Has anyone else experienced this with ground turkey??


----------



## elfiii (Dec 29, 2015)

SarahFair said:


> Every now and again Ill get a package of ground turkey that has a weird smell while it cooks and then itll have a weird taste, none of its out of date though.
> We buy Harvest Land.
> 
> 
> Has anyone else experienced this with ground turkey??



Grinding it exposes more surface area so you get a stronger aroma. Mrs' elfiii is a stickler about the smell test. If it doesn't pass it goes back to the grocery store.


----------



## tsharp (Dec 29, 2015)

Does it smell like pork chops?


----------



## 4bob4 (Dec 30, 2015)

tsharp said:


> Does it smell like pork chops?



  

This made me laugh right here.

I can't say I've ever had a package smell worse than another.  I have had some rancid chicken a day after the "sell by" date before though.  If it's not a sour smell I'm sure it's fine.


----------



## SarahFair (Dec 30, 2015)

No, not pork chops..

Its while it cooks it has a smell, not when you first open the package. 
Normally you dont smell the turkey, but when it has this smell I can smell it 3 rooms away.


----------



## JustUs4All (Dec 30, 2015)

You seem to have an exceptional sense of smell, Ms.

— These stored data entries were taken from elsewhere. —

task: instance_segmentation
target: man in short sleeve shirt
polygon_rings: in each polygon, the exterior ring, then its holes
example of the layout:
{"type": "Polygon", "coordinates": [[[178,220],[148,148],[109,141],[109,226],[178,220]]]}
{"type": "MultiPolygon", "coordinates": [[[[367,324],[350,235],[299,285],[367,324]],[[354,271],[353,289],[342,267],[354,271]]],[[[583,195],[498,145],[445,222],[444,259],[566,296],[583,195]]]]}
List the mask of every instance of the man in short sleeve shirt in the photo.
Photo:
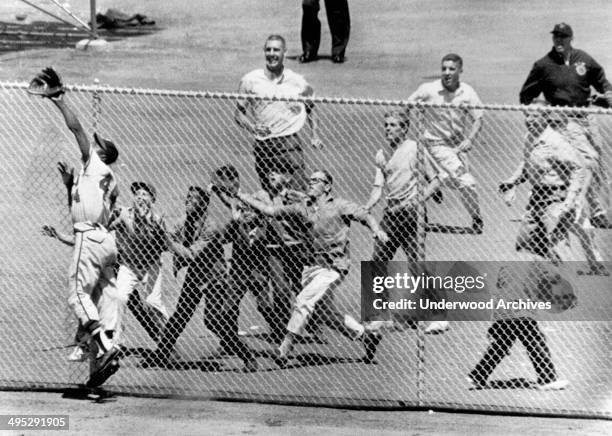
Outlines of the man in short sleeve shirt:
{"type": "MultiPolygon", "coordinates": [[[[482,104],[476,91],[460,81],[463,59],[454,53],[442,58],[440,80],[427,82],[408,97],[414,103],[482,104]]],[[[476,180],[469,172],[466,152],[469,151],[482,127],[481,109],[424,107],[420,140],[446,172],[445,182],[459,190],[461,200],[472,218],[474,233],[483,230],[482,215],[476,192],[476,180]]]]}
{"type": "MultiPolygon", "coordinates": [[[[284,66],[285,39],[270,35],[264,46],[266,66],[246,74],[238,91],[257,97],[312,97],[314,90],[304,77],[284,66]]],[[[255,170],[265,190],[270,171],[289,174],[294,188],[306,189],[304,154],[299,132],[308,120],[311,145],[320,147],[314,106],[300,101],[249,98],[238,103],[235,119],[255,139],[255,170]]]]}

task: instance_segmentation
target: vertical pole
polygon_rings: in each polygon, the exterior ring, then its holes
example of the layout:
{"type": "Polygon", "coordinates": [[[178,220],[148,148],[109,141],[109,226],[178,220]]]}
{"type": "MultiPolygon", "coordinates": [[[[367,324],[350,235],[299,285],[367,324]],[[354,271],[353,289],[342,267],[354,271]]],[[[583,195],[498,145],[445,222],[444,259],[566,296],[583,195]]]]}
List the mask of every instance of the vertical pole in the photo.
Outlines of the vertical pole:
{"type": "MultiPolygon", "coordinates": [[[[415,108],[408,110],[415,111],[415,108]]],[[[420,112],[420,111],[419,111],[420,112]]],[[[417,112],[419,124],[423,114],[417,112]],[[420,116],[419,116],[420,115],[420,116]]],[[[417,126],[420,131],[420,126],[417,126]]],[[[425,151],[423,141],[417,139],[417,262],[425,261],[425,151]]],[[[420,269],[420,268],[419,268],[420,269]]],[[[425,391],[425,323],[417,321],[417,402],[419,406],[424,404],[423,395],[425,391]]]]}
{"type": "Polygon", "coordinates": [[[93,39],[98,39],[98,23],[96,23],[96,0],[89,0],[91,16],[91,33],[93,39]]]}

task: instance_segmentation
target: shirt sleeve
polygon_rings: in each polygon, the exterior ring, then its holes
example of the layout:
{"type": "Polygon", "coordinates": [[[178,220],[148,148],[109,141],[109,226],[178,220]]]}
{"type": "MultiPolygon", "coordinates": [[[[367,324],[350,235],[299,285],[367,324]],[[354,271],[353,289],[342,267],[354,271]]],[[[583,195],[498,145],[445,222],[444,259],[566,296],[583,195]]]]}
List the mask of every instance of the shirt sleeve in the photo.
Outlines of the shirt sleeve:
{"type": "MultiPolygon", "coordinates": [[[[468,95],[468,103],[474,106],[481,106],[482,105],[482,101],[480,101],[480,97],[478,97],[478,94],[476,93],[476,91],[474,91],[474,88],[470,87],[470,92],[468,95]]],[[[484,115],[484,110],[482,109],[472,109],[470,111],[470,113],[472,114],[472,118],[474,120],[479,120],[483,117],[484,115]]]]}
{"type": "Polygon", "coordinates": [[[422,84],[421,86],[417,88],[416,91],[410,94],[410,97],[408,97],[408,101],[412,103],[416,103],[419,101],[423,101],[423,102],[427,101],[427,93],[425,92],[425,84],[422,84]]]}
{"type": "Polygon", "coordinates": [[[527,80],[523,84],[519,93],[519,101],[521,104],[531,104],[538,95],[542,93],[542,70],[538,66],[537,62],[533,64],[527,80]]]}
{"type": "Polygon", "coordinates": [[[368,216],[368,211],[365,207],[347,200],[339,201],[338,210],[340,215],[347,217],[353,221],[364,221],[368,216]]]}
{"type": "Polygon", "coordinates": [[[385,174],[380,168],[376,168],[376,174],[374,175],[374,186],[382,188],[385,186],[385,174]]]}
{"type": "Polygon", "coordinates": [[[606,78],[606,73],[601,65],[599,65],[594,59],[591,59],[591,66],[589,68],[590,83],[597,90],[597,92],[605,93],[612,91],[612,85],[606,78]]]}

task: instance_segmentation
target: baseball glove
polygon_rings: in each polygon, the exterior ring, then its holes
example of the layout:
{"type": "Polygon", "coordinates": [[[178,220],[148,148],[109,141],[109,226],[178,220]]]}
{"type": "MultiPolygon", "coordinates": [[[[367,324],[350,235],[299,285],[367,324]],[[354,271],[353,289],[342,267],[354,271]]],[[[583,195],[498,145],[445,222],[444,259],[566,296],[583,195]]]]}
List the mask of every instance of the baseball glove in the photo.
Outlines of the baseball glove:
{"type": "Polygon", "coordinates": [[[591,95],[591,97],[589,98],[589,101],[591,102],[591,105],[593,106],[599,106],[602,107],[604,109],[610,108],[610,101],[612,100],[612,95],[606,93],[606,94],[593,94],[591,95]]]}
{"type": "Polygon", "coordinates": [[[53,68],[47,67],[30,81],[27,91],[33,95],[56,98],[66,90],[60,75],[53,68]]]}

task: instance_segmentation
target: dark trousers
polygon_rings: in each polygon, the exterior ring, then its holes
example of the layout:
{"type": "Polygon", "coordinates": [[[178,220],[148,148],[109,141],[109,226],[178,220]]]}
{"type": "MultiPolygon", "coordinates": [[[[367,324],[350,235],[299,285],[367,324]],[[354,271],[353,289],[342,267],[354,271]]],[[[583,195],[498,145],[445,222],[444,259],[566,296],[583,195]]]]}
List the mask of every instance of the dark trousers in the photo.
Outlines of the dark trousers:
{"type": "Polygon", "coordinates": [[[147,307],[137,289],[128,297],[127,307],[149,337],[157,342],[166,322],[164,315],[153,307],[147,307]]]}
{"type": "Polygon", "coordinates": [[[206,273],[193,265],[187,269],[176,309],[160,337],[159,351],[165,355],[172,352],[176,341],[187,327],[206,291],[206,327],[217,335],[225,351],[235,354],[243,361],[253,359],[251,350],[238,336],[237,323],[234,325],[233,319],[226,319],[223,314],[227,283],[217,278],[206,282],[202,279],[204,274],[206,273]]]}
{"type": "MultiPolygon", "coordinates": [[[[414,207],[404,207],[395,209],[385,209],[380,227],[389,236],[388,242],[381,242],[378,239],[374,242],[374,253],[372,261],[377,262],[372,274],[377,277],[389,275],[387,263],[393,260],[395,253],[401,248],[406,254],[408,262],[418,260],[417,251],[417,209],[414,207]]],[[[384,301],[388,300],[388,293],[383,292],[378,297],[384,301]]],[[[390,314],[380,315],[377,319],[388,319],[390,314]]],[[[365,321],[371,321],[366,319],[365,321]]]]}
{"type": "Polygon", "coordinates": [[[279,172],[291,176],[291,187],[305,191],[308,185],[304,167],[302,141],[297,134],[255,141],[253,146],[255,171],[261,187],[270,191],[268,175],[279,172]]]}
{"type": "MultiPolygon", "coordinates": [[[[319,0],[302,2],[302,50],[316,56],[321,43],[319,0]]],[[[325,11],[332,37],[332,56],[344,56],[351,31],[351,18],[347,0],[325,0],[325,11]]]]}
{"type": "Polygon", "coordinates": [[[529,360],[538,375],[538,384],[550,383],[557,379],[555,366],[546,345],[546,337],[535,319],[521,317],[498,320],[491,325],[488,335],[491,343],[470,373],[474,379],[486,381],[517,340],[527,350],[529,360]]]}

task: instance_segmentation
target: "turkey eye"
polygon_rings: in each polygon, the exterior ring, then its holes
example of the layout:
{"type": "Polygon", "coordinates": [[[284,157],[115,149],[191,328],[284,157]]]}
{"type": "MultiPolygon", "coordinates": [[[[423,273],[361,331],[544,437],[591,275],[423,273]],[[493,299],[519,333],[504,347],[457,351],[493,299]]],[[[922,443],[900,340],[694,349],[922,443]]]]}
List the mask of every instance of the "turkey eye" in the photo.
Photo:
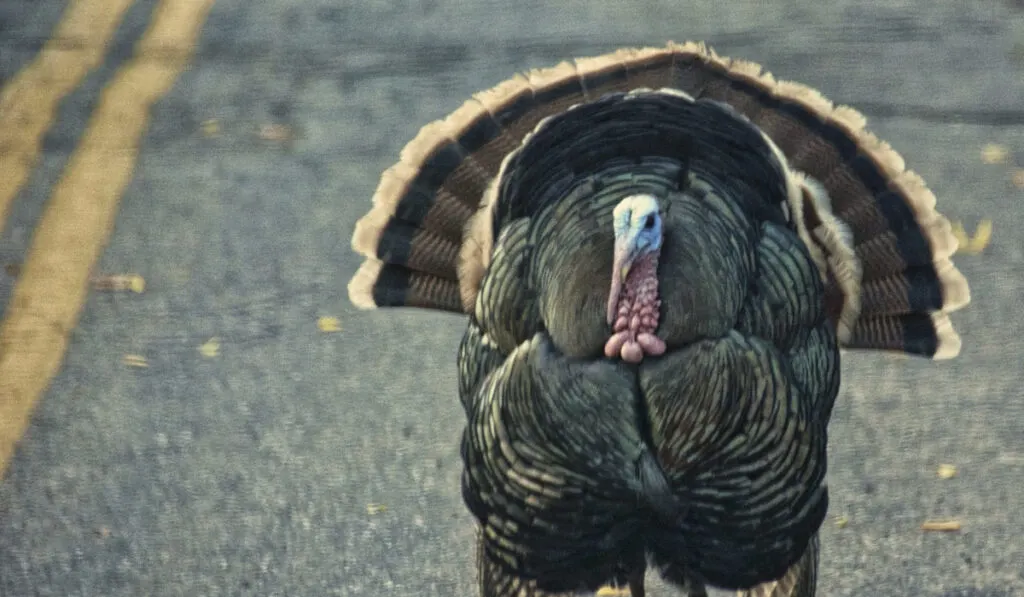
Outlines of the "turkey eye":
{"type": "Polygon", "coordinates": [[[647,216],[644,218],[644,230],[650,230],[654,228],[654,216],[647,216]]]}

Sarah.


----------



## j_seph (Dec 30, 2015)

SarahFair said:


> No, not pork chops..
> 
> Its while it cooks it has a smell, not when you first open the package.
> Normally you dont smell the turkey, but when it has this smell I can smell it 3 rooms away.


Shut those doors to those rooms...........................problem solved


----------



## bigelow (Dec 30, 2015)

Seasoned with sulfur again?


----------



## SarahFair (Dec 30, 2015)

JustUs4All said:


> You seem to have an exceptional sense of smell, Ms. Sarah.


Or I'm just exceptionally paranoid 
Im not the only one who smells and tastes it though, so in this case I'm not cray 



bigelow said:


> Seasoned with sulfur again?


Probably,  everything seems to be


----------



## NCHillbilly (Dec 31, 2015)

That is because ground turkey is nasty, and unnatural to begin with.  Grind beef. Grind pork. Roast the turkey whole.


----------



## doenightmare (Dec 31, 2015)

People eat ground turkey? Yikes!


----------



## SarahFair (Dec 31, 2015)

Ground beef sits too heavy on my stomach


----------



## NCHillbilly (Dec 31, 2015)

SarahFair said:


> Ground beef sits too heavy on my stomach



 They something wrong with you, girl. Probably eatin' all that yuppie food has made you weak and lowered your immune system and vital signs and such.


----------